To illustrate this, three Chef nodes with different attributes (some attributes unset, some nil):

---
nodea:
  domain: example.com
  ruby_version: 2.1.0
nodeb:
  domain: different.co
  ruby_version:
  username: rundeck_svc_acct
nodec:
  domain:
  ruby_version:

This request would return something similar to the following:

# GET /*:*?default_domain=github.com&override_ruby_version=2.2.0&default_username=${option.username}

---
nodea:
  domain: example.com
  ruby_version: 2.2.0
  username: ${option.username}
nodeb:
  domain: different.co
  ruby_version: 2.2.0
  username: rundeck_svc_acct
nodec:
  domain: github.com
  ruby_version: 2.2.0
  username: ${option.username}

append_ing Attributes

In order to append static text to node attributes, set the GET parameter append_<attr>=<value> to append <value> to <attr> (you can combine this with default_ or override_).

A use case for append_ attributes is setting the SSH port of nodes (in case all your nodes have non-standard SSH ports)
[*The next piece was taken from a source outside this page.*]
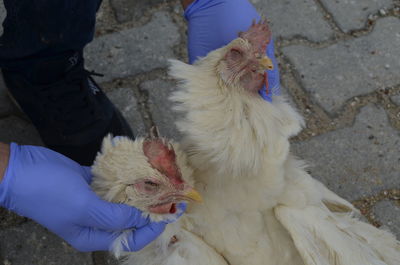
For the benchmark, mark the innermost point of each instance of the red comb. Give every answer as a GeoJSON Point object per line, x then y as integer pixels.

To illustrate this, three Chef nodes with different attributes (some attributes unset, some nil):

---
nodea:
  fqdn: nodea
nodeb:
  fqdn: nodeb
nodec:
  fqdn: nodec

This request would return something similar to the following:

# GET /*:*?hostname=fqdn&append_hostname=:22222

---
nodea:
  fqdn: nodea:22222
nodeb:
  fqdn: nodeb:22222
nodec:
  fqdn: nodec:22222

Merging attributes in tags attribute

In order to merge the values of multiple attributes in the tags attribute, you can set the tags GET parameter to the list of attributes you want to merge joined with $$$. The result for the tags attribute will then be flattened. For example:

Chef node:

---
anothernode:
  environment: prod
  fqdn: anothernode.example.com
  ipaddress: 100.101.102.103
  run_list: 
  - recipe[base_os]
  - role[webserver]
  roles:
  - webserver
  platform: redhat
  tags:
  - rundeck-managed
  - some-tag

# GET /name:anothernode?env=environment&roles&tags=environment$$$roles$$$run_list$$$tags

---
anothernode:
  env: prod
  roles:
  - webserver
  tags:
  - prod
  - webserver
  - recipe[base_os]
  - role[webserver]
  - rundeck-managed
  - some-tag

Contributing

  1. Fork the repo in GitHub
  2. Create a branch (with a logical name like feat/x or fix/y)
  3. Make your changes (and add applicable tests)
  4. Create a pull request

Testing

Tested with rspec and chef-zero. You can execute the tests with:

$ bundle
$ bundle exec rspec

Tests are built with Travis CI on all pushes. Tests require chef-zero, which requires Ruby version >= 2.1.0, so tests are only run for those versions of Ruby. However, the app itself should work on older versions of Ruby.